Can merger of Ann Arbor and Ypsilanti Chambers be a model for public safety, education?
Ann Arbor and Ypsilanti became a little closer with the merger of the two chambers of commerce. The chambers joined and Ypsilanti’s chamber President Diane Keller became the president of the new group.
The benefits of merging the two chambers of commerce have no readily apparent downsides. With one complete chamber, Ann Arbor and Ypsilanti can promote business between the two cities, and consolidate offices and departments for a more streamlined group. We hope.
We live in a precarious economic age. The foresight and vision created by the chambers created a model worth suggesting that other local groups, like local fire departments, police units and school districts, might consider. Evaluating the merits of what actions could be taken deserves consideration by the various boards and agencies that are responsible for fire, police and school units.
If Washtenaw County’s school systems were under one local group, educational expenses and jobs would be reviewed, rejuvenated. Perhaps, there could be one superintendent and one main office for all of Washtenaw County?

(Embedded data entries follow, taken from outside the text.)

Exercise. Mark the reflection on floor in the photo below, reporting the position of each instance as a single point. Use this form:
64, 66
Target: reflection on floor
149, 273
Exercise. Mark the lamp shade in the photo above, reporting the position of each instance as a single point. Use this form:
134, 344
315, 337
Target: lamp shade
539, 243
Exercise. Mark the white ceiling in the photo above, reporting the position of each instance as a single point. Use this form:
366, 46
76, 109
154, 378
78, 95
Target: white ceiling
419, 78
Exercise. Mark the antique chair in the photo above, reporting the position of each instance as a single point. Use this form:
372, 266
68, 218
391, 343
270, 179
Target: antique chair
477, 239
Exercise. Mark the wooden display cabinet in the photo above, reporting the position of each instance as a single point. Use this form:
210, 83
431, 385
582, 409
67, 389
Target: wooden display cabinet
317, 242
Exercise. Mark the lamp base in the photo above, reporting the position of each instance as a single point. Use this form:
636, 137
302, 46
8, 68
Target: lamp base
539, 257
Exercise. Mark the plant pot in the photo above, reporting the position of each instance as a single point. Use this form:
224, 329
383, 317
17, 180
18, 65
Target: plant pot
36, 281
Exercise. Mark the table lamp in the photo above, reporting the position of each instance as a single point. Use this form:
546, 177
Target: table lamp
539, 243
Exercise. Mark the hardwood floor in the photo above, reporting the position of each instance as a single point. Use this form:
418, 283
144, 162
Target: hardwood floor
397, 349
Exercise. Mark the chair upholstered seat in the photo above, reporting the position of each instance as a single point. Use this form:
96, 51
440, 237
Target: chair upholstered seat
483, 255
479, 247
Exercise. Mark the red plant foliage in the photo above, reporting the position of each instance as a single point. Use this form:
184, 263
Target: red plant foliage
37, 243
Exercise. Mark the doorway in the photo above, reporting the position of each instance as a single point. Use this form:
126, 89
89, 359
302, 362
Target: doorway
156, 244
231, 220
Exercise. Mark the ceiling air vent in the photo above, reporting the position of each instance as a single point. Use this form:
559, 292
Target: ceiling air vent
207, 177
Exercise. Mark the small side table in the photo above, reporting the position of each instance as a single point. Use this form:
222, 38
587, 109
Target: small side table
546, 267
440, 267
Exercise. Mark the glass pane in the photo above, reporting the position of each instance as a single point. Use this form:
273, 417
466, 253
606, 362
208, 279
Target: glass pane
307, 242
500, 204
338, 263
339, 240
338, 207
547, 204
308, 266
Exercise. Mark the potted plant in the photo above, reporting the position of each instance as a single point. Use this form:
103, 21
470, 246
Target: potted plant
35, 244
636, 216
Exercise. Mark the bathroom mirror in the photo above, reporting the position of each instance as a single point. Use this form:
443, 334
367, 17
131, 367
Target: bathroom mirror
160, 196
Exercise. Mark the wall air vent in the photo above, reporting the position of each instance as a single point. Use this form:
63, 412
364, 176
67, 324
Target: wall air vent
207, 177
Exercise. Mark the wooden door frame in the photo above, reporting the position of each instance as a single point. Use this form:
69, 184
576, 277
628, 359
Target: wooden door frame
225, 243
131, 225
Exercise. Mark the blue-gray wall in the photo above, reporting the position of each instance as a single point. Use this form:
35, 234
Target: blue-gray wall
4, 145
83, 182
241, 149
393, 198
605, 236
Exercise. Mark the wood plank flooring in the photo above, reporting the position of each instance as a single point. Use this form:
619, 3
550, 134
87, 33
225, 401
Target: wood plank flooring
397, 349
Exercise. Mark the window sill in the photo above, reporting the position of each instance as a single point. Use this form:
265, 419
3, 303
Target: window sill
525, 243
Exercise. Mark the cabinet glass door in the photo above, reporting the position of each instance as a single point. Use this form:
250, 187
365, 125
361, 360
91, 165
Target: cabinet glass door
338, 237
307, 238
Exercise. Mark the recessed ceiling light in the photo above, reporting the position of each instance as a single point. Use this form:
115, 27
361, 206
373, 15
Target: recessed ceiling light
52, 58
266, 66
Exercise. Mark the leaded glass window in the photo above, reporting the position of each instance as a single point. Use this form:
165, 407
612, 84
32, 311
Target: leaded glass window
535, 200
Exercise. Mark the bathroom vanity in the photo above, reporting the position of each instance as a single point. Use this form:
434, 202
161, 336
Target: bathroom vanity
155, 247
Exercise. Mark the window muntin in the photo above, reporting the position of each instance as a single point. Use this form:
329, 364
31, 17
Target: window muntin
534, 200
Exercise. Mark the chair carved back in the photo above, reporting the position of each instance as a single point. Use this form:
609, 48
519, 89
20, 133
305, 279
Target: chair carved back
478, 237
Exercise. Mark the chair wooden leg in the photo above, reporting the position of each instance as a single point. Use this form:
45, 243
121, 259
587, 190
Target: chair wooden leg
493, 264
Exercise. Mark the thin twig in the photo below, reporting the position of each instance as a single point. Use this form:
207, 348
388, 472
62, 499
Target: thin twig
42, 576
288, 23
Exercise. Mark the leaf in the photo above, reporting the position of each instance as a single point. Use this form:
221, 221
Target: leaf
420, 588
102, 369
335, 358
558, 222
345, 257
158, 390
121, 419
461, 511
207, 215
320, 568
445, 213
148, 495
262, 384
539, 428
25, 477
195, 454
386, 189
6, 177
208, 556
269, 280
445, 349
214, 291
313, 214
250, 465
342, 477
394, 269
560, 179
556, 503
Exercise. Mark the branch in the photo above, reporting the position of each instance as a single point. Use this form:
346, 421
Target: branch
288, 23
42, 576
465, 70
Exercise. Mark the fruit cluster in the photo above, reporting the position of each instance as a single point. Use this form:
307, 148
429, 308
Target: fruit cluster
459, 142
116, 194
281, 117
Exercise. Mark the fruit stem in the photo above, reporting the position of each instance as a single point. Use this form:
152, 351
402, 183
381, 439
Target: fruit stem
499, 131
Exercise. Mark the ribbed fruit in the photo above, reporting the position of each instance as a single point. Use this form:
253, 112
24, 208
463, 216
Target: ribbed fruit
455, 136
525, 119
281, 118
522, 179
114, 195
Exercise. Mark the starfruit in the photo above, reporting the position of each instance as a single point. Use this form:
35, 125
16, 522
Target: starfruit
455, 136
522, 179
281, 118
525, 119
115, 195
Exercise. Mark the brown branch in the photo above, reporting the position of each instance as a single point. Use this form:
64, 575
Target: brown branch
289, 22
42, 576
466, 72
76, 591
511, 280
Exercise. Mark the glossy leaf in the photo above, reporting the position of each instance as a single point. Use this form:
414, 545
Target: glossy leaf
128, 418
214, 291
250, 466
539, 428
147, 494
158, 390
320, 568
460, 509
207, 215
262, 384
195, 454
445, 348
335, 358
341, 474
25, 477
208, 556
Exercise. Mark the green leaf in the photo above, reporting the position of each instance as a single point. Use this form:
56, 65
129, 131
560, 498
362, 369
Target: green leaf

As it stands, the county has 10 separate public school systems. The Ann Arbor school district is proposing cutting 34 teachers and having pay-to-play sports in the 2010-11 fiscal year. The Ypsilanti school district must cut $6.4 million from its 2010 budget and is considering “repurposing” two schools.
If Ann Arbor’s and Ypsilanti’s school systems were to merge, or if all school systems in Washtenaw were to come under one central department, the schools would be able to eliminate a great amount of redundancy. Are we not seeking better and new ways top conduct our affairs?
Each school system in Washtenaw has one superintendent and a support staff, a total of 10 superintendents and staffs all responsible for the same basic activities.
When the chambers merged, it drew solid positive comments. It was a leadership step brought two very close communities together based on economic hard times and organizations that had grown unwieldy and redundant in some ways.
We as a community and a county should ask our boards and leaders at least to consider the message that merger created: visioning the future differently may not be bad after all. The public appears fed up with lots of issues across the country, and in our communities.
Adversity creates possibilities. We can turn them to opportunities and maybe some new realities.
Larry T. Eiler is co-founder, chairman and chief executive of Eiler Communications -- a new media public relations and marketing firm headquartered in Ann Arbor.